[Node Manager] Reuse node records after shutting down the cloud node set up with them
When Node Manager uses an Arvados node record to set up a new compute node, it records the time that setup starts. It won't reuse this record for another setup for
node_stale_time seconds, even if the setup is aborted because the cloud node is no longer needed, or fails to pair with its Arvados node. It would help if Node Manager could reuse those records faster; we just ran into an issue where there was slot_number exhaustion on a cluster because it wasn't reusing records for this reason.
This is non-trivial, because Node Manager retains no memory of what Arvados node record was used to set up a compute node. ComputeNodeMonitorActor can be initialized with an arvados_node, but the daemon is relying on that being initialized as None, and set during the pairing process, to detect unpaired nodes. Implementing this will require more involved state tracking.
Conflicts with #4129.
#1 Updated by Brett Smith about 4 years ago
If it helps, here's one daemon test I wrote for the behavior.
def test_old_arvados_node_reused_again_after_shutdown(self): arv_node = testutil.arvados_node_mock(4, age=9000) size = testutil.MockSize(4) self.make_daemon(arvados_nodes=[arv_node]) self.daemon.update_server_wishlist([size]).get(self.TIMEOUT) self.last_setup.cloud_node.get.return_value = ( testutil.cloud_node_mock(5)) self.daemon.node_up(self.last_setup).get(self.TIMEOUT) # Now deliver the "shutdown unpaired node" message. self.timer.deliver() self.daemon.update_server_wishlist([size]).get(self.TIMEOUT) self.stop_proxy(self.daemon) used_nodes = [call.get('arvados_node') for call in self.node_setup.start.call_args_list] self.assertEqual(2, len(used_nodes)) self.assertIs(arv_node, used_nodes) self.assertIs(arv_node, used_nodes)
As of this writing, the last assertion fails.

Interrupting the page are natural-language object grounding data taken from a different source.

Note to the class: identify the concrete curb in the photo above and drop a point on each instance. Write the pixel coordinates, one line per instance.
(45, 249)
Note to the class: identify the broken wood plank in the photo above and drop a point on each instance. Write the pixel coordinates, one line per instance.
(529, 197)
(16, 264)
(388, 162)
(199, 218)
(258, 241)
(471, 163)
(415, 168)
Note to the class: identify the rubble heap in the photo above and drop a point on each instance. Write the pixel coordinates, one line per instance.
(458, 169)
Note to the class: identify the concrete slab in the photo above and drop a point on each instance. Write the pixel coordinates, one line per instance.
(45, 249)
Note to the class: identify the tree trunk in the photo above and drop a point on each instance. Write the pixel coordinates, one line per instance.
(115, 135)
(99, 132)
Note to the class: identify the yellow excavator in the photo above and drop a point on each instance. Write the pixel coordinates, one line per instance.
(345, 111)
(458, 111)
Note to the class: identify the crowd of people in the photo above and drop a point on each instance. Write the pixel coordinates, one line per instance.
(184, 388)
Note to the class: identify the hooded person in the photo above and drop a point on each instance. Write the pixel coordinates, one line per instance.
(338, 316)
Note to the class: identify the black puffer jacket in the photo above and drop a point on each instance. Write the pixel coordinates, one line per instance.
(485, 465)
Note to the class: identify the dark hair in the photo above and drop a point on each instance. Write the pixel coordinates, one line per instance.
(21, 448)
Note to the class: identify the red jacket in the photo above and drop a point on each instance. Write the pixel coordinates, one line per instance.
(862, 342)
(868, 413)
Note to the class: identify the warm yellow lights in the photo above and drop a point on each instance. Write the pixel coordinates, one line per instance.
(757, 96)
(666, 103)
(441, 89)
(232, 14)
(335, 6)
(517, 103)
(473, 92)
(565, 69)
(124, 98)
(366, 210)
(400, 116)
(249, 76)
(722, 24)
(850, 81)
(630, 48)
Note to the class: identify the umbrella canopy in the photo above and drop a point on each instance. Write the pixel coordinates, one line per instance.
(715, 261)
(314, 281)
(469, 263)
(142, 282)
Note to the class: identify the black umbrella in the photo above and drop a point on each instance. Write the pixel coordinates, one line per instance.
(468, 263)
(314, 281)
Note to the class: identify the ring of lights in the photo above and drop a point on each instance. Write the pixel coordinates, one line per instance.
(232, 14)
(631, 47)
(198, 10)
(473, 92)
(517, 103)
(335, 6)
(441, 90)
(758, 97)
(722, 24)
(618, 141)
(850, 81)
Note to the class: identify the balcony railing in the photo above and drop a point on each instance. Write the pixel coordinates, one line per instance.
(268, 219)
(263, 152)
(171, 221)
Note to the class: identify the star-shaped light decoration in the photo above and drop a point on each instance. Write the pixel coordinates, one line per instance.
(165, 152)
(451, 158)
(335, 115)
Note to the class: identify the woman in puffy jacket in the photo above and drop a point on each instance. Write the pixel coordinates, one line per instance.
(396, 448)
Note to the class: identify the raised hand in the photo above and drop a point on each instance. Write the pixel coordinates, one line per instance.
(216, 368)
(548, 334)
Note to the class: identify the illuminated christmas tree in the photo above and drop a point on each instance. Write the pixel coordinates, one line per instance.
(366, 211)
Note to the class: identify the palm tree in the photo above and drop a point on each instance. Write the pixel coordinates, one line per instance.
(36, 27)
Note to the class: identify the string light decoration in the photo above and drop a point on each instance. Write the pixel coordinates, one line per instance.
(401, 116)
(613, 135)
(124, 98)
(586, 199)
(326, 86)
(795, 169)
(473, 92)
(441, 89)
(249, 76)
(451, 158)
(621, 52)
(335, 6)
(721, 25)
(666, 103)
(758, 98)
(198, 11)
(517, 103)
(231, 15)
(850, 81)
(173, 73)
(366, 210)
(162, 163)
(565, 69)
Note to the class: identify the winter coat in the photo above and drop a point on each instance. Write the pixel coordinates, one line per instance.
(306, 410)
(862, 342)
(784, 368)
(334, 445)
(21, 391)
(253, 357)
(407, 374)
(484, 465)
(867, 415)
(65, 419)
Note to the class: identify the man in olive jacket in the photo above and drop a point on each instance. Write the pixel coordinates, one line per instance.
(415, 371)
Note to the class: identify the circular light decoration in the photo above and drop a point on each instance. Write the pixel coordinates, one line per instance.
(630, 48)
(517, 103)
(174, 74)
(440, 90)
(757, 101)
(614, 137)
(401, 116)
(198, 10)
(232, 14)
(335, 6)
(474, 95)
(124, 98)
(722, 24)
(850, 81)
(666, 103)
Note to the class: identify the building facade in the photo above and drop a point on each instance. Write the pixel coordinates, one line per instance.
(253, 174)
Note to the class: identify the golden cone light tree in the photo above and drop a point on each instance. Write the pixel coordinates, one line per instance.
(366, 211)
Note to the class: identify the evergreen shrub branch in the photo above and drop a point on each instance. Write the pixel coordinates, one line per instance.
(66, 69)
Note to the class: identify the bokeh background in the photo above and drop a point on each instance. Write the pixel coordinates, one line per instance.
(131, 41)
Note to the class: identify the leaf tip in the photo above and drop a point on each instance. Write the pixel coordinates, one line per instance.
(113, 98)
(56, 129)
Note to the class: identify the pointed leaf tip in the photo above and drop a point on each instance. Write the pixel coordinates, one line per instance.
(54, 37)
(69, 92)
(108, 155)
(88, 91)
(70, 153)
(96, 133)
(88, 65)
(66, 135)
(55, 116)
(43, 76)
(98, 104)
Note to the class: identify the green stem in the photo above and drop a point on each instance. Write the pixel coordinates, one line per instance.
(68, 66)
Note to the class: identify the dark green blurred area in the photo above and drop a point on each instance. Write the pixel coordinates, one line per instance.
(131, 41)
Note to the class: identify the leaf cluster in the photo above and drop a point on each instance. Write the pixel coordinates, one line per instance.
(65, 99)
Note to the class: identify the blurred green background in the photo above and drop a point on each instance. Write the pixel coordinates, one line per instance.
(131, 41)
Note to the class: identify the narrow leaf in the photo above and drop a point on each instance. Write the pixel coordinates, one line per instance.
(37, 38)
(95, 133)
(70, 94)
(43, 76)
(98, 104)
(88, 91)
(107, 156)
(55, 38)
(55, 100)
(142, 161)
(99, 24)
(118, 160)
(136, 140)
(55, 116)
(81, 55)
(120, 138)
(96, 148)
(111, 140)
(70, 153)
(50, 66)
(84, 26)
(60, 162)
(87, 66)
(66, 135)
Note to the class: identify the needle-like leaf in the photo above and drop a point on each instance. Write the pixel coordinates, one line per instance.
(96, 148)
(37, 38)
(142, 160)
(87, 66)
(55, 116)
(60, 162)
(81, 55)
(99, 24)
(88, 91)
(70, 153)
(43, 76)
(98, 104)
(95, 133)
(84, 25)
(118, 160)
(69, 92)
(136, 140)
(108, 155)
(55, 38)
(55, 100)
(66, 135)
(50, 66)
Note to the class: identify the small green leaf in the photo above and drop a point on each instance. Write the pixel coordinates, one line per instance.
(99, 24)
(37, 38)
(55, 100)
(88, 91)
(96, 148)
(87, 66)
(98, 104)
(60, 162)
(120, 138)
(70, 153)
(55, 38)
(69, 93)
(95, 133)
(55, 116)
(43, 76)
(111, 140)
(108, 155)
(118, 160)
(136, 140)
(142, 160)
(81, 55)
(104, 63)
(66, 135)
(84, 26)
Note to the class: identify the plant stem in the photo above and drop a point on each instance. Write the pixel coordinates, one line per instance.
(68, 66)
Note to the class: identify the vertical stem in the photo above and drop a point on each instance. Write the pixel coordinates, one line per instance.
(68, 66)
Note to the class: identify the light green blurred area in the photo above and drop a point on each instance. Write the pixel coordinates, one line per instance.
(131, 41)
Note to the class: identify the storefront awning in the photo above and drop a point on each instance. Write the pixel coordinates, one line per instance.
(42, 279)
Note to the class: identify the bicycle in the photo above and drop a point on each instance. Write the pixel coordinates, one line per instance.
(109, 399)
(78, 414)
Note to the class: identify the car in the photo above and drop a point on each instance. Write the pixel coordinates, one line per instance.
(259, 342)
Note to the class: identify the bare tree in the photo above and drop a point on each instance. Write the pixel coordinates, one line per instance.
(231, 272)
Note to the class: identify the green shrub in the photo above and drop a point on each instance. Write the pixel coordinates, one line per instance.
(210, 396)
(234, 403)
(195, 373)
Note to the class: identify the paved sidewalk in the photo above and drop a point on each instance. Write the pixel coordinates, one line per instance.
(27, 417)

#3 Updated by Brett Smith about 4 years ago
5736-node-manager-easy-slot-cleanup-wip is up for review. It teaches Node Manager to clean up node records after shutting down paired nodes. This case is easy to address, and should help prevent slot number exhaustion under normal operation.
It does not clean up records when nodes fail to bootstrap, so it does not completely solve the problem, or close this ticket. But it gets us most of the benefit and is much easier to do, so Ward asked for it to be addressed separately sooner, and that seemed sensible to me.